Blind Association hosts training

The Samoa Blind Persons Association has run training in the community focusing on orientation and mobility and includes practice on the use of the white cane.

The training was part of the Nuanua o le Alofa (N.O.L.A) community training which kicked off at the beginning of the week at the Millenia Hotel at Sogi.

An S.B.P.A. member Ari Hazelman told the Samoa Observer on Thursday that most of the attendees at the training are new members of the association, mainly parents of children who are blind.

He said it is important for them to be introduced to the concept of orientation mobility, which is the ability to be able to orient oneself to one environment, and having the ability to be mobile from one area to another independently.

Asked about the significance of the white cane, Mr. Hazelman said it is an international symbol for a blind person and for the public to be aware.

The white cane can also be used as a guide to indicate to a blind person what is in front of him or her.
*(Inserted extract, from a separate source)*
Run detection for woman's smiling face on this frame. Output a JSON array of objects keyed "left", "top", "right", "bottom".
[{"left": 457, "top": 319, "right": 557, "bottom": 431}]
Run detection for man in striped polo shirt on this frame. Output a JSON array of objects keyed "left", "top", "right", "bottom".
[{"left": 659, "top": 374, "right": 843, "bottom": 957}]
He added that it helps to facilitate people to move from one place to another more independently.

Mr. Hazelman said one of their simulation exercises is to blindfold some of the participants of the training to experience what life is like living as a blind person.

And he believes that with this idea participants will have more passion to advocate on behalf of their children and family members who are blind and to understand and have more empathy towards people who are blind while helping them achieve their goals.

Training on how to read and write in braille was held throughout the week with Mr. Hazelman explaining that the feedback has been good and parents are amazed at how the writing system was invented.

Mr. Hazelman then acknowledged the support of the Ministry of Women Community and Social Development, Samoa Disability Partnership Programme, the Government of Australia and the members and new members of the S.B.P.A.